As is customary for the chief sponsor of a bill, Burnett was asked yesterday to outline the contents of Bill 18-0298 at the Council luncheon.
That’s when Young announced, “No, no, no,” and Middleton swiftly pivoted to other matters.
Burnett: “Is it on the Board of Estimates agenda? I don’t know about that.”
John Bullock, chair of the committee, later confirmed that the franchise bill was being pulled from the agenda.
Asked if the measure was also being pulled from the BOE, Burnett said, “yes,” but expressed surprise to hear it was still on the agenda. “For Wednesday?” he asked. “I don’t know about that.”
At this point, Michael Huber, a Young aide, interjected to say that the franchise approval would remain on the BOE agenda.
“The board is who officially sets the franchise,” Huber said. “That’s why it has to go to the board and then back to the Council.”
An aide to Young, when asked about the sequence of events: “I’m not talking to you.”
What figure – $2 million or $1.4 million – will come before the board, Huber was asked.
“The board sets the agenda,” he repeated. “You’ll have to read the agenda. I don’t know.”
”And,” turning to directly address the reporter, “I’m not talking to you. I’m talking to him [Burnett].”
Pass Now, Amend Later
By phone last night, Burnett told The Brew that the pipeline franchise was held because the law department told the Council that proper procedure was not being followed.
(The same law department had approved the submission of the bill to the Council before it came under fire by the Friends group.)
“On Wednesday, the Board of Estimates will vote on the franchise, and it will be $1.4 million,” Burnett said. “The additional $600,000 will be added by amendment later by the Board of Estimates.”
The bill would go to the full Council at the $1.4 million level in the near future. After it is approved, he said, the fee will be increased to $2 million by the Board of Estimates.
Asked why it was being done in this way, Burnett said “for consistency” with the 2017 agreement with BGE approved by Pugh, Young and the rest of the BOE.
Elaborating on what Burnett told The Brew, Young’s spokesman Lester Davis said the city charter prescribes the unusual sequence in order for a franchise to be granted, starting with introduction on 1st Reader, followed by referral to committee for a public hearing.

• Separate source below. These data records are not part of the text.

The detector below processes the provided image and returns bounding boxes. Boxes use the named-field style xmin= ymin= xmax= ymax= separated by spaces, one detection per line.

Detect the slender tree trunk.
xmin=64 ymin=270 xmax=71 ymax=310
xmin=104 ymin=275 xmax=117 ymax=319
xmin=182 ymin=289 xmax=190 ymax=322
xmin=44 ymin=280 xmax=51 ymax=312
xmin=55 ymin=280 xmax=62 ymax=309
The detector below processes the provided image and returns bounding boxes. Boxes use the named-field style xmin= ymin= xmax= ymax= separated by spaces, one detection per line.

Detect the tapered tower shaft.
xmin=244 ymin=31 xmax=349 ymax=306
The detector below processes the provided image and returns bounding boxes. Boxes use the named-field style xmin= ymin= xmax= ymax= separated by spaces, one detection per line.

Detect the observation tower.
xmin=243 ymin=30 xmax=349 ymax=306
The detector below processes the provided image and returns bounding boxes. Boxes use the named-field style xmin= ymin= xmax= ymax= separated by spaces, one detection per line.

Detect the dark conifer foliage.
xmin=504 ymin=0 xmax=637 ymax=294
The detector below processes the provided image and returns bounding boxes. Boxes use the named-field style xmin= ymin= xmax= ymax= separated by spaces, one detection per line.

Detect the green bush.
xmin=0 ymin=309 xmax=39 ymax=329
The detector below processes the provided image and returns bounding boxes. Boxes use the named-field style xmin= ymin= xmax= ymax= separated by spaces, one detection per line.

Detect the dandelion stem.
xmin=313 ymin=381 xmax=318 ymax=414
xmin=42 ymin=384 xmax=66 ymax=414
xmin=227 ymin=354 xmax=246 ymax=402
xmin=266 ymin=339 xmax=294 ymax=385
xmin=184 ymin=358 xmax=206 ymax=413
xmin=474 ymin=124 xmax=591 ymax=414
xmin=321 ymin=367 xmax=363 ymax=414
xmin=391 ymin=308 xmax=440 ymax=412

“Following the hearing, the bill is to be sent to the Board of Estimates, which determines the franchise fee and will send it back to the council where it will then be considered on 2nd Reader.” Davis said.
The bill was taken off the Monday night agenda, Davis said, after “somebody at the Law Department noticed that it inadvertently listed Bill 18-0298 on 2nd Reader.”
50-Foot-Wide Clear-cut Zone
Among other things, the agreement allowed the utility to cut down nearly 800 parkland trees – 11,345 inches of “accountable tree loss” to be exact – to build the pipeline.
Many of the trees were old-growth trees in what is described by environmentalists as the third largest urban wilderness park in the U.S.
Because BGE wants to inspect the pipeline from the air, the Pugh administration agreed to a 50-foot-wide right-of-way, permanently devoid of trees or brush, to run across 2.2 miles of the park.
BGE has agreed to pay for restoration of a playing field, nature trails and equipment destroyed during construction.